Value at Risk (VaR) to Determine Emergency Fund Size

A few weeks ago, I posted an article on why I am using double entry accrual bookkeeping for my personal finances. In that article, I mentioned that the main reason why I started doing it, and driving my wife nuts begging and pleading for receipts to all the things she spends money on, was to have a better understanding of where our finances sit by collecting pristine data. Particularly, I wanted to figure out how big our emergency fund ought to be by using Value at Risk (VaR) calculations.

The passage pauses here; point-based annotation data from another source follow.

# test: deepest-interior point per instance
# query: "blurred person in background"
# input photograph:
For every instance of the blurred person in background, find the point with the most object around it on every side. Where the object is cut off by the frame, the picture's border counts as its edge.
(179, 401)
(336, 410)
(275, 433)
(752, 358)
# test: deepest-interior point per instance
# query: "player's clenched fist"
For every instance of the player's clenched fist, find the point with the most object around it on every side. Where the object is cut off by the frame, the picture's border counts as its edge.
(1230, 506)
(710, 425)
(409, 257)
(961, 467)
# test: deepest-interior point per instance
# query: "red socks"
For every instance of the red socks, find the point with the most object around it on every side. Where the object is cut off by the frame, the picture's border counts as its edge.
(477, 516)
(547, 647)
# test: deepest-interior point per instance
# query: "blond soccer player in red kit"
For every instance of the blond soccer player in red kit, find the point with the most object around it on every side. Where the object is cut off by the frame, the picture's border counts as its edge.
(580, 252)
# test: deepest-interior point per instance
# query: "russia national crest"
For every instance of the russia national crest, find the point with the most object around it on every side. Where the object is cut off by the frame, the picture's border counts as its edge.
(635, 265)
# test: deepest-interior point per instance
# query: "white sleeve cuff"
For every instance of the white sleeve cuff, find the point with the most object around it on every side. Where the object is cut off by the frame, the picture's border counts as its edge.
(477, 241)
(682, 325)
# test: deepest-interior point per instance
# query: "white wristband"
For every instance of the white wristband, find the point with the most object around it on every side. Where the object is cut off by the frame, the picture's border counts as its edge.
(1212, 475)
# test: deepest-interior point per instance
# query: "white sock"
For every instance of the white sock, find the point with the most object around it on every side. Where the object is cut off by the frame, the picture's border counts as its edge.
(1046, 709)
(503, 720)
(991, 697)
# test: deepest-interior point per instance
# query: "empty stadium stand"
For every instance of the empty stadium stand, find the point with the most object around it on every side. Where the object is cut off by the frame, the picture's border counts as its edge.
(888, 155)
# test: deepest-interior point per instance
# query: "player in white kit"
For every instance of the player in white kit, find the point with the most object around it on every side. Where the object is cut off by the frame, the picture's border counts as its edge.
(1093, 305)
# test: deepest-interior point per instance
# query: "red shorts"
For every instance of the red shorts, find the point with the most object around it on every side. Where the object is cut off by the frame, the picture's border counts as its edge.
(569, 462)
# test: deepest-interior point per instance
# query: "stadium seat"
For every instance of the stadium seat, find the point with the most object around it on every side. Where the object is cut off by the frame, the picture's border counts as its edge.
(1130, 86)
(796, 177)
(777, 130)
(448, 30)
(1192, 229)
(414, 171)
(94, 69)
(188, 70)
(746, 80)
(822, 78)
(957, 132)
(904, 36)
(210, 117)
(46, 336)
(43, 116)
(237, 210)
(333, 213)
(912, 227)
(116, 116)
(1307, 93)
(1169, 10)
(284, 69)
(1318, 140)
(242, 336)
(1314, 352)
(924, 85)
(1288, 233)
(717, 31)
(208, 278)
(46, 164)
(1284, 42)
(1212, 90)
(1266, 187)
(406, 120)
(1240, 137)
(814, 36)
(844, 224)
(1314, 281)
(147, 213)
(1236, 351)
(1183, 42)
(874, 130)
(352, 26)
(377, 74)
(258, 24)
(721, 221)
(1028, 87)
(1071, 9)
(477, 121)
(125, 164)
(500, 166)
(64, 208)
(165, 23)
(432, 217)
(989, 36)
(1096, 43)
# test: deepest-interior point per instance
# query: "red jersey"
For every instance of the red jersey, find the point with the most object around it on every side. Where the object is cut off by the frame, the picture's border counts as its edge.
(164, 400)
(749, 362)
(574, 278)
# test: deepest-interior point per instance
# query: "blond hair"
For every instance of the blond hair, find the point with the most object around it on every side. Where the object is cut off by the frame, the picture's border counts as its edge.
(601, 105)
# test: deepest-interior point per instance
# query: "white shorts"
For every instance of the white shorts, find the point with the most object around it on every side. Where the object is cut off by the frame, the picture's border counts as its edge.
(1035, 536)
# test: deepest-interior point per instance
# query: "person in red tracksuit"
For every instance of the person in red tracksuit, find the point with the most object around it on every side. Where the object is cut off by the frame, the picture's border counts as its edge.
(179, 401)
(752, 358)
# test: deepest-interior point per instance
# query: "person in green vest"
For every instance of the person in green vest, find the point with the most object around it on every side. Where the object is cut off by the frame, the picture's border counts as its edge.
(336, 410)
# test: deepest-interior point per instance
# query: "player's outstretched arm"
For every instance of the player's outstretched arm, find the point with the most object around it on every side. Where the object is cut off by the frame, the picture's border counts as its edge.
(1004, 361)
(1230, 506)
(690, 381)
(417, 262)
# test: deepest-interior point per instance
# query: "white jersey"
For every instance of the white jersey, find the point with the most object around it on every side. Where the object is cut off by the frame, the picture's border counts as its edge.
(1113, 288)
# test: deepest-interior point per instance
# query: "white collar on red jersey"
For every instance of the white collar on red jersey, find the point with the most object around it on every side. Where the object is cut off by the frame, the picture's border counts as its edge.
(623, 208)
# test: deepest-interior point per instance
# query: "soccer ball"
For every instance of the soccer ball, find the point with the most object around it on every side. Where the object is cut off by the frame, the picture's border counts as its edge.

Therefore, the main benefit of double-entry accrual accounting is that you have clean data. To do my data entry (which let’s be honest, is what bookkeeping really is), I used gnuCash. I didn’t give a whole lot of reasons for it other than it is free to download and use. Thank you open source community!

Here’s the deal though, gnuCash has a really cool functionality. I can connect up with a postgres server, and have all of my data at my fingertips via SQL queries. I know, that is so fantastic right! My inner nerd is squealing right now because that means that there are infinite ways to slice and dice my personal data other than the simple canned balance sheet and or accounting reports that come prepackaged in gnuCash.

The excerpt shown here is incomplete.